Violence has this summer gripped Ingushetia, which neighbors Chechnya, where two wars between rebels and Russian soldiers since 1994 have scarred the north Caucasus.

Now barely a day passes without a shooting, rebel attack, murder or abduction in Ingushetia which, like Chechnya, is poor and predominantly Muslim.

But at a news briefing in Moscow, Ingush President Marat Zyazikov said it was just a matter of time before the rebels -- a mixture of separatists, Islamic radicals and the desperate -- were defeated.

"Ingushetia will remain part of Russia and everything will be fine," he said.

Earlier this summer Moscow tripled the number of soldiers in Ingushetia, a move Zyazikov maintained was procedural.

He accused the media of bad reporting which had upped tension around the republic and presented an impression of a state of emergency.

"This plays right into the hands of Russia's enemies and some forces that exist in Moscow -- the opposition," he said. The sharp-suited Zyazikov is a known loyalist of Russian President Vladimir Putin and, like Putin, a former KGB agent.

But just two hours after Zyazikov finished his news briefing gunmen shot dead two soldiers in central Nazran, the main Ingush city, an interior ministry spokesman said.

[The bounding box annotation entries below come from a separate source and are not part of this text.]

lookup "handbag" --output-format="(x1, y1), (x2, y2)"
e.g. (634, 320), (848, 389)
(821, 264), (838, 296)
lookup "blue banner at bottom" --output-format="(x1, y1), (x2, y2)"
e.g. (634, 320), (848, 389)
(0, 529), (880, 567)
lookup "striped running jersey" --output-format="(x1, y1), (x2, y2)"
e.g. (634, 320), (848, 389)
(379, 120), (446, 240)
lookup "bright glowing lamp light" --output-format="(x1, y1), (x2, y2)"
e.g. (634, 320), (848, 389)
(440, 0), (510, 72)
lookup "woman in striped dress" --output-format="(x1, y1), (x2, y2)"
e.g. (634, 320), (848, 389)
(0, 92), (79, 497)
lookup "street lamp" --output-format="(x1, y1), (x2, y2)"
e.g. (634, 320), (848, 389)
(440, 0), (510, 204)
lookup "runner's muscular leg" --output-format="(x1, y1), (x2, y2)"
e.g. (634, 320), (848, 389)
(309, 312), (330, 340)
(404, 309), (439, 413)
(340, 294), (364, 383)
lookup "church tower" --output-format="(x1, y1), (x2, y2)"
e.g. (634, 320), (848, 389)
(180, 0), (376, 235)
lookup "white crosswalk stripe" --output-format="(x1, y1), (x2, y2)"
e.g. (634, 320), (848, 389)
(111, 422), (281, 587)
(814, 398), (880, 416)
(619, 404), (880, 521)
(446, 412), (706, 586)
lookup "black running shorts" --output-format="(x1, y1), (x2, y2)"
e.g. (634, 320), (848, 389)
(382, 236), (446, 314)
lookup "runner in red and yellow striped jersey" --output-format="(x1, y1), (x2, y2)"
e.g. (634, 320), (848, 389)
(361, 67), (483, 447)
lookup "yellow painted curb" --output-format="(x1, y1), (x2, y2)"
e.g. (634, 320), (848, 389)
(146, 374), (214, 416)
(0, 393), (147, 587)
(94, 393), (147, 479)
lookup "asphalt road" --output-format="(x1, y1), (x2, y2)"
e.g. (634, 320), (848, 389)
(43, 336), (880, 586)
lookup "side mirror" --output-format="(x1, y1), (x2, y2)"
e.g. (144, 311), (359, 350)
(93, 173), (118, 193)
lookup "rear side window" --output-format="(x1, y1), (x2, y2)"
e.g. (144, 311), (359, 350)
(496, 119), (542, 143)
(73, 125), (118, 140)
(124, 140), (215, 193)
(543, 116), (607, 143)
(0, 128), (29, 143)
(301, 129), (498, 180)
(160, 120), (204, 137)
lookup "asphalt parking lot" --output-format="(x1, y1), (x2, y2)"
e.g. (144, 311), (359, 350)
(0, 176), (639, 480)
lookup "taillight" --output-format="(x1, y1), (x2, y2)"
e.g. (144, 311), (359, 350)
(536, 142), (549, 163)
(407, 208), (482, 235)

Every day this week gunmen have killed policemen in the region.

On Wednesday in Nazran around 500 people demonstrated against what they say are arbitrary night arrests by security forces -- a rare show of public anger in the north Caucasus.

Unknown assassins have also started murdering foreigners in what has been described as a push to drive out returning Russians.

Zyazikov also used the news briefing on Thursday to turn down an offer of help from Ramzan Kadyrov, the former rebel turned Kremlin loyalist who is leader of Chechnya.

"Relations are normal, I would even say brotherly, but no more," he said.